DA 48 A 12 MESI: ECCO PERCHÈ
Per l’assunzione di cocaina le norme del Tennis Anti-Doping Programme (TADP) prevedono una sospensione fino a 4 anni, ma Evans se l’è cavata con uno solo, ricevendo due sconti di pena. Il primo perché, secondo il TADP, i quattro anni si possono applicare solamente qualora l’assunzione sia intenzionale, ma l’articolo 10.2.3 dello stesso programma dice che una violazione non è da considerarsi intenzionale qualora la sostanza non rientri nelle cosiddette Specified Substance (la cocaina non vi rientra) e il giocatore possa dimostrare di averla assunta fuori dalle competizioni, in un contesto non collegato alla prestazione sportiva. Il caso di Evans calza a pennello nella situazione, quindi la sospensione massima di partenza, per una vicenda come la sua, viene ridotta a due anni.
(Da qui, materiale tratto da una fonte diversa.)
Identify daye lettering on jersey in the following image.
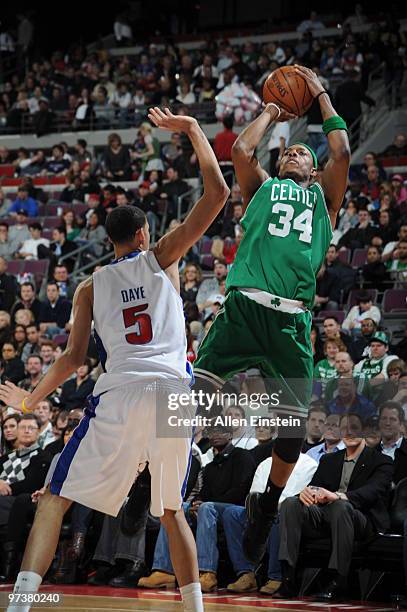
[270,183,317,208]
[120,287,146,304]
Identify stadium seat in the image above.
[383,289,407,312]
[352,249,367,268]
[338,249,350,264]
[315,310,345,325]
[347,289,379,308]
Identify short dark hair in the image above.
[379,400,404,423]
[21,281,35,291]
[105,205,146,244]
[20,412,41,429]
[29,221,42,232]
[26,353,44,365]
[222,115,234,130]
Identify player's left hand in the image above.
[0,381,29,411]
[294,64,325,98]
[148,106,198,134]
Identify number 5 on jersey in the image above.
[122,304,153,344]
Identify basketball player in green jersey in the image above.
[194,66,350,563]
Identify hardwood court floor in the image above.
[0,585,392,612]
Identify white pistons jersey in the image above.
[93,251,191,395]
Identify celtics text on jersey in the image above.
[227,178,332,308]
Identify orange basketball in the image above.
[263,66,314,117]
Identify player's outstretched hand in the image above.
[0,381,29,410]
[294,64,325,98]
[148,106,198,134]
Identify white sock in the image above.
[179,582,204,612]
[7,572,42,612]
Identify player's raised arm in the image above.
[0,278,93,411]
[295,66,350,226]
[232,103,294,210]
[148,107,233,269]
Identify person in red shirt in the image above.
[213,115,238,187]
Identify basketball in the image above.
[263,66,314,117]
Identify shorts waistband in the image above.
[238,287,308,314]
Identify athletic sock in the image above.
[179,582,204,612]
[7,572,42,612]
[259,480,285,514]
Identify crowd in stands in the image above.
[0,9,407,602]
[0,11,406,135]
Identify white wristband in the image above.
[269,102,281,119]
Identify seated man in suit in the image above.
[274,413,393,604]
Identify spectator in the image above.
[21,324,40,364]
[60,359,95,410]
[328,378,376,421]
[40,340,55,374]
[354,331,397,381]
[314,338,346,388]
[18,349,43,393]
[8,186,38,217]
[0,187,13,218]
[387,240,407,282]
[50,225,78,272]
[349,318,377,363]
[0,414,51,527]
[223,453,317,595]
[323,317,351,348]
[103,133,131,181]
[0,257,17,311]
[11,281,41,321]
[342,292,382,335]
[307,414,345,463]
[13,325,27,359]
[1,342,24,385]
[43,145,71,176]
[362,246,388,291]
[0,412,20,457]
[39,281,72,336]
[18,222,49,259]
[8,209,31,249]
[79,212,107,258]
[181,263,202,302]
[279,415,393,604]
[213,115,238,187]
[377,401,407,484]
[0,221,18,259]
[302,403,327,453]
In più, visto che è stata assunta per vera la contaminazione involontaria, secondo l’ITF non è presente un errore o una negligenza rilevante da parte del giocatore (Significant Fault or Negligence), e analizzate tutte le altre circostanze del caso, compreso il tempo e il denaro risparmiato grazie all’ammissione di colpa dell’inglese e la sua scelta di non chiedere le controanalisi sul campione positivo, l’ITF ha ritenuto che dodici mesi di sospensione possano essere un periodo sufficiente per permettergli di pagare il suo errore. In più, la sospensione viene considerata attiva dal giorno del test, il 24 aprile (anche se Evans ha giocato ancora per oltre un mese e mezzo), quindi anche se dovrà restituire punti e soldi (95 e 103.980 euro) guadagnati da Barcellona fino alla sospensione provvisoria, Evans potrà tornare in campo già dal prossimo 24 aprile.
UNA GRANDE POSSIBILITÀ
Ovviamente Evans, così come la WADA o l’agenzia antidoping britannica, ha la possibilità di appellarsi al CAS di Losanna per chiedere una riduzione della pena. Tuttavia, vista la linea difensiva assunta dall’inglese, che ha ammesso l’errore senza nascondersi, vien da pensare che accetterà la sanzione senza battere ciglio, e non lo rivedremo prima della prossima primavera. Dovrà ripartire da zero, senza punti ATP e con la reputazione (che già non era delle migliori) rovinata dalla vicenda, dopo che proprio fra 2016 e 2017 era finalmente riuscito a dar sfogo al suo enorme talento, portandosi fra i primi 50 del mondo e facendo dimenticare a suon di risultati un passato burrascoso, col vizio di frequentare i pub fino a tarda notte e di lasciare spesso gli allenamenti in secondo piano. Tornare ad alti livelli non sarà facile dal punto di vista mentale, ma la sentenza dell’ITF gli ha offerto l’opportunità di fare ancora il tennista, lasciandogli anche più di metà stagione per iniziare la risalita nel ranking ATP. Visto come poteva andare è già un'enorme possibilità. Spetterà a lui sfruttarla a dovere, senza più passi falsi.